Scientists recently  found a complete overlap of orientation domains in visual cortical area V4 for processing real and illusory contours. This finding suggests that V4 is a key cortical locus for integration of local features into global contours. The study was carried out by a research team led by Dr. WANG Wei, at the Institute of Neuroscience, Shanghai Institutes for Biological Sciences, CAS.

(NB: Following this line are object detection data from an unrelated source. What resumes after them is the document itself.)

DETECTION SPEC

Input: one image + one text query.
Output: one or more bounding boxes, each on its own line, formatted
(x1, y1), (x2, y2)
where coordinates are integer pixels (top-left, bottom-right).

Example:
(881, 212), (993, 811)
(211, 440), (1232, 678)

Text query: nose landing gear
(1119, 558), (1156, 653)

The cortical processing of illusory contours (ICs) provides a unique window for exploring brain mechanisms underlying visual perception. Neurons in visual cortical areas V1, V2, and V4 respond preferentially to lines of particular orientations. The brain represents object contours by combining the responses of many such neurons from different visual areas. Orientation-selective neurons also respond to illusory contours created by some local visual cues.

To identify the cortical level at which neurons respond to illusory contours as if they were real, researchers detected responses to real and illusory gratings across V1, V2, and V4 using optical imaging, and compared orientation maps for each stimulus type. The response profiles for real and illusory gratings precisely overlapped only in V4 across many orientations tested and would thus be expected to preferentially activate a distinct set of orientation-selective neurons. Single-unit recordings confirmed that most cells, responding preferentially to a moving bar of a given orientation, responded maximally to illusory contours of the same orientation.

These findings demonstrate that real and illusory contours are encoded equivalently by the same functional domains in V4 rather than in V1 and V2, suggesting that V4 is a key cortical locus for integration of local features into global contours.

This research entitled " Equivalent representation of real and illusory contours in macaque V4" was published in the Journal of Neuroscience on May 16, 2012,and highlighted in "This Week in The Journa".

AUTHOR CONTACT:
WANG Wei
Institute of Neuroscience, Shanghai Institutes for Biological Sciences, Chinese Academy of Sciences
Shanghai, China
Tel: 86-21-54921771
Email: w.wang@ion.ac.cn


Summary of population responses across V1, V2 and V4. (A) A comparison of the response strength of the intrinsic signals elicited by ICs, with the same inducer SF of 1.5 cpd, and LGs across V1, V2 and V4. The response strength was calculated from the relative changes in the reflected light (ΔR/R). Error bars indicate the standard error of mean. (B) Box plots of spatial correlation coefficients for the three areas studied. The number of pairs of differential orientation maps for V1, V2 and V4 are the same as those in A across the 7 macaques studied. Small solid squares represent mean values while red lines represent median values. (C) A highly simplified schematic diagram depicting the possible functional projections and interplay between V1, V2 and V4 for the orientation-cue invariant representation of ICs. Essentially, invariance is increased by pooling V1 and V2 cells tuned to the same abutting lines but at different positions across a large area of the visual field. In this scheme, the majority of V1/V2 cells are activated by local features of the stimulus, while fewer V4 cells are engaged in representing the local features as a consequence of hierarchical pooling. The scale bar was taken as 1° for illustrative purpose only.